Now a days design systems are fully embedded within the global tech world, with advocates like IBM, Adobe, MailChimp, Atlassian, Salesforce, Intuit and Shopify (Check out a complete list of companies with links to their design systems Here at Adele). And why are design systems suddenly so widespread? Because they’re exactly as effective as everyone says. The hype is real. Incorporating a design system in your company brings a variety of benefits:
Faster time to market
By breaking design elements into homogenized components, design systems make the whole process more efficient. Planning, designing, testing and coding are all streamlined to reduce wasting time.
Improved UX and Customer Satisfaction.
They make it easy to keep track of what your users like and dislike, retaining the former and disregarding the latter. They ensure all your products use only the UX elements your customers prefer.
Accessibility for your End-users.
Amplify how to build the right level of accessibility for your product end-users. Providing an accessible component library, insights on the depth and complexity of the effort for now and tomorrow.

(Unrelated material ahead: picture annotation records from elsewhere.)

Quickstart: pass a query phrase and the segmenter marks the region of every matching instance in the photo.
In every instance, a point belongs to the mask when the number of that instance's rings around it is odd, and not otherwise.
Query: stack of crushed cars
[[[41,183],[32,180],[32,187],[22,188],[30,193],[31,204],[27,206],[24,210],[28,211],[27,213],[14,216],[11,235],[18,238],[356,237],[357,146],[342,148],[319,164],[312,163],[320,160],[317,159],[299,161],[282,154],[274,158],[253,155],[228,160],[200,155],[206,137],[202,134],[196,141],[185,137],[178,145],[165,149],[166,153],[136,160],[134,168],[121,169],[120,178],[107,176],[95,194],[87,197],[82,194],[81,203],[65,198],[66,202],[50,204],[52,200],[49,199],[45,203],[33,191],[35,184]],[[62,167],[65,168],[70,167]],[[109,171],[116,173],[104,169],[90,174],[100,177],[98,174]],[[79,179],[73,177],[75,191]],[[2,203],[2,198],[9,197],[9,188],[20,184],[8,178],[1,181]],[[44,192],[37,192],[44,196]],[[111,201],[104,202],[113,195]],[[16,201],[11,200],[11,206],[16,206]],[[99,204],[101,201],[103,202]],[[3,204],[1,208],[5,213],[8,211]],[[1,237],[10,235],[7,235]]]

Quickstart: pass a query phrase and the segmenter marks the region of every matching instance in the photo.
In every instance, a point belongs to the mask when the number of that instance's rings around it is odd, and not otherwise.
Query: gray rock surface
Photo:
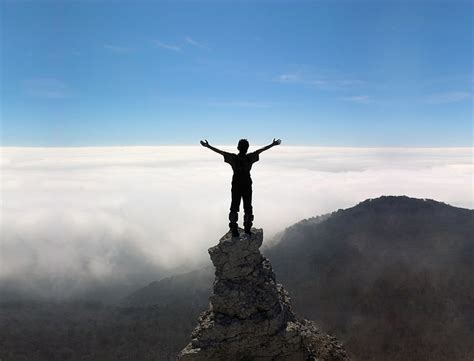
[[[288,293],[260,253],[263,230],[224,235],[209,249],[216,268],[209,309],[178,360],[348,360],[342,345],[297,319]]]

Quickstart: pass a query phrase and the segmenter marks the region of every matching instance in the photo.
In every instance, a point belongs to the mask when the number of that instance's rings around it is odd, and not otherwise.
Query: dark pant
[[[252,227],[252,183],[234,183],[232,182],[232,202],[230,204],[229,227],[237,229],[237,220],[240,209],[240,200],[244,202],[244,228],[249,231]]]

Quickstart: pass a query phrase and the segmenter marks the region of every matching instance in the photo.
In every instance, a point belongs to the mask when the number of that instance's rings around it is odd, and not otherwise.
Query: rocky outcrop
[[[335,338],[296,318],[260,253],[263,231],[252,232],[227,233],[209,249],[214,292],[178,360],[348,360]]]

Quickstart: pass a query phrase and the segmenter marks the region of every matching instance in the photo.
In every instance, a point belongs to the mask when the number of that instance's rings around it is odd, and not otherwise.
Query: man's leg
[[[232,202],[230,203],[230,213],[229,213],[229,228],[232,231],[232,236],[237,237],[239,235],[237,221],[239,219],[239,208],[240,208],[240,198],[242,197],[240,187],[232,185]]]
[[[252,185],[249,184],[245,187],[242,192],[242,198],[244,200],[244,229],[245,233],[251,234],[252,222],[253,222],[253,209],[252,209]]]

Better Internal Communication.
As a standardized document, design systems minimize the amount of miscommunication. They keep everyone on the same page to avoid confusion.
Consistency Across all Products.
Your loyal customers expect a certain level of excellence on all the products, apps, and sites you launch. Deliver consistent quality and familiar usability on every single product by using identical components.
Less Version Control Issues.
Updating the same bug on different products can get annoying, not to mention time consuming. With design systems, you update once, and it populates all occurrences.
What Is A Design System?
Now as we walk through the “Why’s” I think it’s important to formulate the specifics within a design system. A design system is a set of standards for design and code along with components that unify your usual documents like pattern libraries, guideline texts and styles guide, but also more technical aids like reusable codes for common components and other time-saving design assets.
The true beauty of design systems, though, is that all of the components in these areas are already optimized and coded. That means whenever you’re designing a new project or updating an old one, all the pieces you need are ready — you just have to put them into place.
A sample of a standard breakdown of a design system.
Textual documents like the style guide and rule guidelines are not exactly coded components, but we still recommend them. Including these documents creates an all-inclusive reference guide that covers every roadblock your designers might have. Whenever someone has a question, they can always refer to the design system. Think of it as the same set of instructions for all – the Lego kit for everyone.
Now, chances are you won’t have all these documents lying around already. Most companies compile these only as needed, so it’s common to have gaps and oversights. That provides one more advantage of creating a design system: an excuse to gather and formalize these materials for your company once and for all.
In this article, we’ll assume you need to create all of these areas — after all, this is a guide on building a design system from the ground up. Startups especially have to tackle all these issues all at once, but even long-established companies may have ignored one or two (or all) of these areas in their focus on fast growth/expansion. Either way, the steps below can lead you to a fully functional design system, even if you’re starting from nothing. So if you’re a designer or a developer, then this guide to is just up your alley.
Steps towards Building
a Design System
Step 1
Audit your Current UI Inventory
The best place to start this journey is to evaluate what you already have. Which elements do you like? Which do you want to replace? These include:
- Before having a discussion with the cross-functional team, put together a clear set of principles that will help guide the conversation. Mine were somewhat simple:
- Stylistic text choices H1 – H2’s
- Content Strategy like specialized grammar selections, voice, etc. — choices that would be outlined in a style guide.
- Icon libraries
- Photo libraries, both stock and custom – DAM – digital asset manager.
- Other graphics, especially your logo — or other relevant co-branding materials.
- UI patterns
- Page templates
You’ll want to review every pre-existing digital asset or documentation or reference materials. Where are there inconsistencies between the products UI language? The end goal is to create a universal guidebook and resource library, so everything that can be included, should be included.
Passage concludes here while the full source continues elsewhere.